The post-digital is (very) digital
The most common misconception of “post-digital” is that it signifies “beyond,” “anti-,” or simply “not” digital. Nothing could be further from the truth. The post-digital is deeply digital; it simply recognizes our current moment to be different from previous periods of digital preoccupation. When digital design discourse began in architecture (what Carpo calls “The First Digital Turn”), functions like computer processing and network connectivity were limited to discrete objects, such as personal computers. Now they course through devices of all shapes and sizes, affecting nearly everything we do as architects—how we labor, what that yields, and how our work is disseminated, received, and by whom. Think of the post-digital like the post-apocalyptic, a cataclysmic event (the digital revolution) that conditions everything that comes after. A discursive analog might be post-feminism, where the core tenets of a discourse are debated and adapted to keep pace with the times. Architecture has a tendency to see “The Digital” as a fixed category, rather than more appropriately as an entity in flux, in need of constant interrogation and qualification.
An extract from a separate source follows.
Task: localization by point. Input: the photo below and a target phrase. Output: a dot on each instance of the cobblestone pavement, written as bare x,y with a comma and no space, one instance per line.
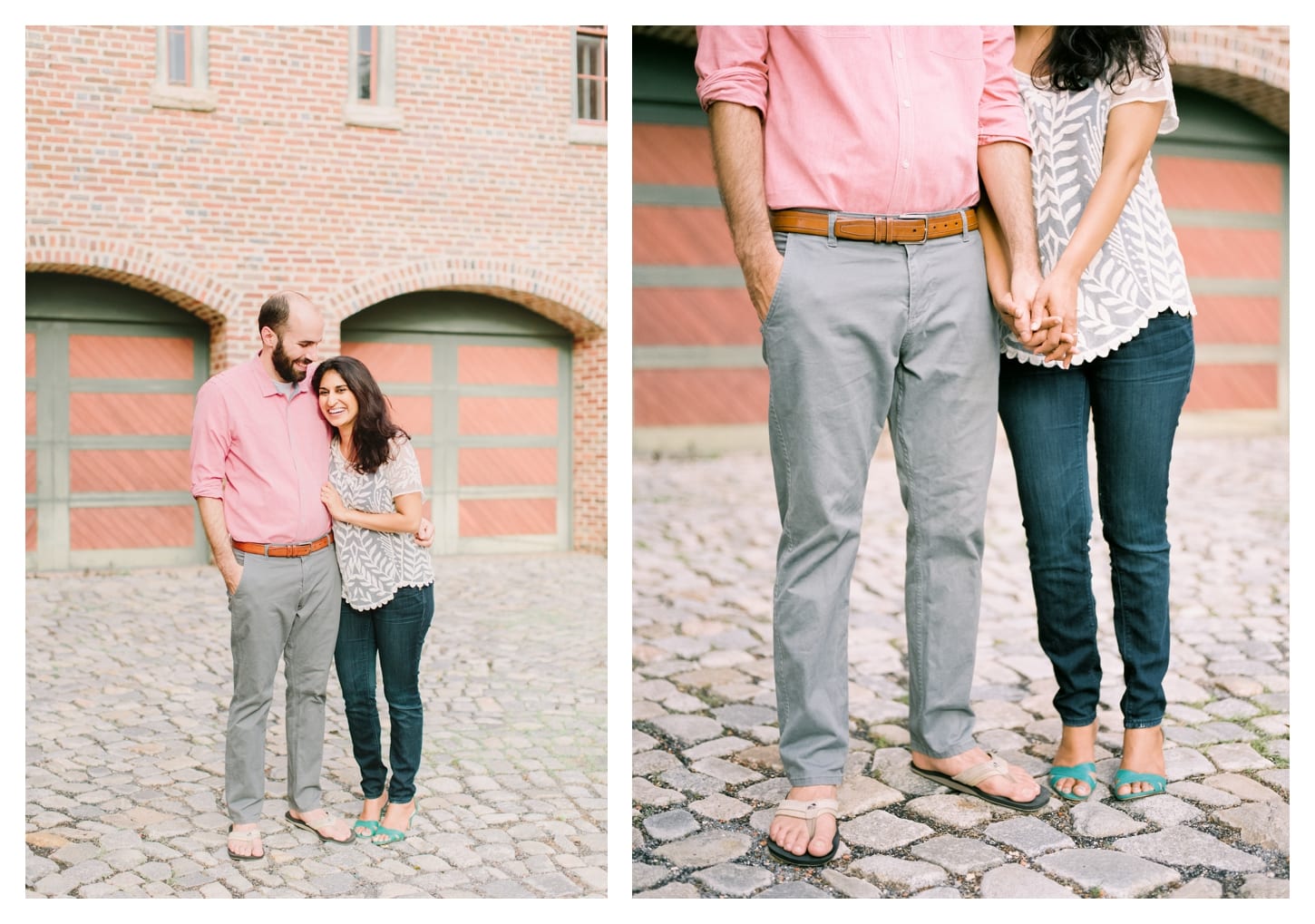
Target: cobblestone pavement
128,687
706,769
The post-digital is habitual
Scholars of digital design (Carpo among them) tend to concern themselves with the few progressive pioneers who challenge architectural norms through radical experimentation with new tools. This made sense in the 1990s, when computers were rare, expensive, and few knew how to use them. But today, everybody uses computers. And the mundane activities of daily digital life (Photoshop filters, 3-D libraries, Google image searches, etc.) are arguably as important as the most technically sophisticated work with machines (AI controlled robots for example) as they affect more people. Our current digital situation is broad and cultural, perpetuated by the daily habits of ubiquitous computing. Though pervasive, habitual digitality has largely gone untheorized in architecture. If our discourse remains focused solely on exceptional cases, we will miss the profound effects that digital technology has on the vast population of “users” defining the built environment. Digital design is no longer a rarified practice of experimental vanguards, it’s a mainstream cultural practice worthy of our attention.
The post-digital is everywhere
As an aesthetic, the post-digital stems from the saturation of digital technology to the point where it becomes an image. Once relegated to screens, digital characteristics (pixels, gradients, filters, and the like) are quickly becoming fixtures of the physical world. Take MVRDV’s Glass Farm for example, a building covered top-to-bottom in digital imagery. Three details strike me as particularly post-digital about this project. One, the imagery comes from a digital “original” that was created by averaging data derived from farmhouses in the area (why not just use photographs of the farmhouses?). Two, the imagery is printed at one and a half times the size of a typical farmhouse (a nod to the plasticity of scale native to digital mediums). Three, the imagery is selectively removed to produce apertures in a manner reminiscent of Photoshop commands (is the fuzzy boundary the result of decreasing the “hardness” of your brush?). Glass Farm seems to say more about the naturalization of software than conventional tectonics. When software shows up in buildings, when it assumes the status of common sense or a verb (Is that Photoshopped?), architects should take notice. Current digital design discourse, with its focus on form-generation and fabrication, tells us little about projects like Glass Farm, signaling the need for new conversations concerning computation.
Post-digital in sensibility, such conversations will differ from those we have known. The fervor and futuristic tenor of early digital experimentation will give way to a more measured tone, one focused less on novelty and more on the hidden aspects of computation. Post-digital design discourse calls for a critical examination of the tools and technologies we take for granted, while simultaneously connecting what we do to larger cultural shifts occurring globally. This is about more than design. Computational structures establish not only the grounds of architectural production, but increasingly life itself. Today we face an ecology of digital media that affects us aesthetically, but also socially, politically, and ontologically. Tuning architectural design and discourse to the changing contours of computation will better position us to impact our increasingly mediated world.